DEPOK, POSKOTA.CO.ID - Keluarga besar Dedi Setiawan alias Menyeng, 40 tahun, mengaku sangat kehilangan sosok yang dikenal dekat dengan semua orang setelah korban tewas dibunuh.
Dedi Setiawan alias Menyeng, bapak dua anak, tewas setelah dibunuh oleh temannya sendiri berinisial S saat sedang beristirahat di rumahnya di RT 02 RW 002, Kelurahan Cilangkap, Kecamatan Tapos, Kota Depok, Kamis, 8 Januari 2026, malam.
Adik kandung korban, Adit, 36 tahun, mengatakan keluarga sangat merasakan kehilangan almarhum yang dikenal dekat dengan keluarga.
"Semasa hidup korban dikenal sebagai sosok yang suka ngobrol, supel, dan mudah bergaul dengan semua orang," ujar Adit kepada Poskota di rumah duka RT 02 RW 002, Kelurahan Cilangkap, Kecamatan Tapos, Kota Depok, Jumat, 9 Januari 2026.
Adit menyebut keseharian korban bekerja sebagai juru parkir di Superindo Cilangkap, Tapos, Kota Depok.
Baca Juga: Pelaku Pembunuhan Jukir di Depok Ternyata Rekan Kerja Korban, Motif Dipicu Masalah Utang
"Sebelum jadi tukang parkir di Superindo, kakak pernah menjadi seorang jurnalis.
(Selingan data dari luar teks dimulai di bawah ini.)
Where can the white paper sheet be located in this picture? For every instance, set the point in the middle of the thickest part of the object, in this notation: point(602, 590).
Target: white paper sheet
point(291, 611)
Kartu id pers masih disimpan kakak setelah tidak lagi menjadi jurnalis, sekarang jadi tukang parkir buat memenuhi kebutuhan hidup sehari-hari," paparnya.
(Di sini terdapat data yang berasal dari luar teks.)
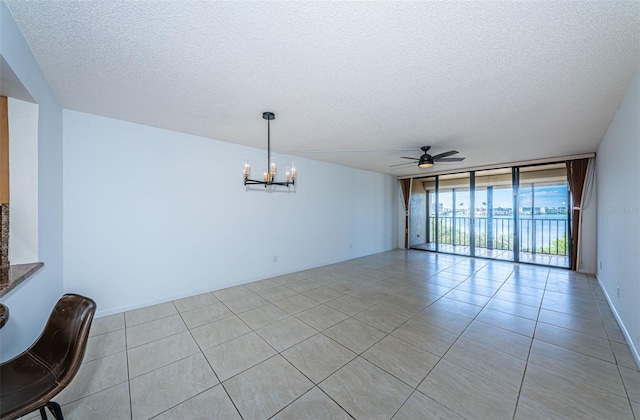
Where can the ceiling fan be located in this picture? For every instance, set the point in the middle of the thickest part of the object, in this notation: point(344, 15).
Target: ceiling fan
point(427, 161)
Adit menambahkan, setelah kedua orang tua meninggal dunia, rumah yang ditempati korban sekaligus menjadi tempat kejadian perkara hanya dihuni dua orang.
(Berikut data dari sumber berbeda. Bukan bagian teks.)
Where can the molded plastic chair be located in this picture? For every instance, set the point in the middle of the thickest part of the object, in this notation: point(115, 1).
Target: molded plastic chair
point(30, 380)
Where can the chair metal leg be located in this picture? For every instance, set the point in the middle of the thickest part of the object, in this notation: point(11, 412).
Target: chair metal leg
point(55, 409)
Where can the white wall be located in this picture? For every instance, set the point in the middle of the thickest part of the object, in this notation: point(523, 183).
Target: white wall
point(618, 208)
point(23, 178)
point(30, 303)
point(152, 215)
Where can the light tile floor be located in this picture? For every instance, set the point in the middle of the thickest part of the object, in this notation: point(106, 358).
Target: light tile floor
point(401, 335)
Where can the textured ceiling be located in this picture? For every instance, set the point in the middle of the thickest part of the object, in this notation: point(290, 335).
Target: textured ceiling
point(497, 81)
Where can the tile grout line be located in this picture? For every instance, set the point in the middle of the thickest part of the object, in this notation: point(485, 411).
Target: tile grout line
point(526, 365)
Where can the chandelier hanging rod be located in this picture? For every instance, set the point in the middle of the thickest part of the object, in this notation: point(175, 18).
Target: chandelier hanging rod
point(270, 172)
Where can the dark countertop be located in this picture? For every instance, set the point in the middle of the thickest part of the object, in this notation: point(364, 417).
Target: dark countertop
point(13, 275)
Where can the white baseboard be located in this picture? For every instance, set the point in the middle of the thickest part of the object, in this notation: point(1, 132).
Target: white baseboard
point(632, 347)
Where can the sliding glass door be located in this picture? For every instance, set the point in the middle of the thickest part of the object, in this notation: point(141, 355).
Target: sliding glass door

"Saya sama abang pertama Soni Hermawan tinggal satu rumah. Anak dan istri korban yang masih kecil-kecil sekolah SD tinggal daerah Kranggan," tuturnya.
Adit berharap pelaku mendapat hukuman setimpal atas perbuatannya.
"Hukum seberat-beratnya sesuai dengan perilaku yang dilakukan pelaku," tuturnya.